Sienna no respondió con palabras, pero con la misma fuerza impactó su mano contra el rostro de Zaida.
“No me amenace, porque no le tengo miedo, señora”, dijo Sienna.
Zaida se llevó la mano a la mejilla, miró a Sienna con profundo odio antes de hablar
“Te juro que vas a arrepentirte por esto que acabas de hacer”.
Sienna la miró y pasó junto a ella, golpeándola con su hombro y dirigiéndose a su habitación, sin encontrar a Callie.
“¡Maldita mujer!”, gruñó Sienna, mientras lágrimas de impotencia corrían por sus mejillas.
Mientras tanto, Callie cerró los ojos, quería irse de allí, quería volver a su país y olvidarse de todo lo que había vivido en esas semanas, sin embargo, no podía hacerlo.
No podía dejar a Sienna sola, aunque eso significaba sacrificar su corazón.
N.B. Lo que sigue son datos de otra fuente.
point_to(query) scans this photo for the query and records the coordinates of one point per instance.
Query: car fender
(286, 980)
Su tonto corazón que seguía enamorado de un mal hombre. Farid no se merecía su amor, no era más que otro títere en las manos de Zaida. Un hombre que no se tentaría el corazón para herirla con tal de complacer a la hiena que tenía por madre.
“¿Por qué tienes que dolerme tanto?”, preguntó Callie, luchando para no echarse a llorar como una chiquilla.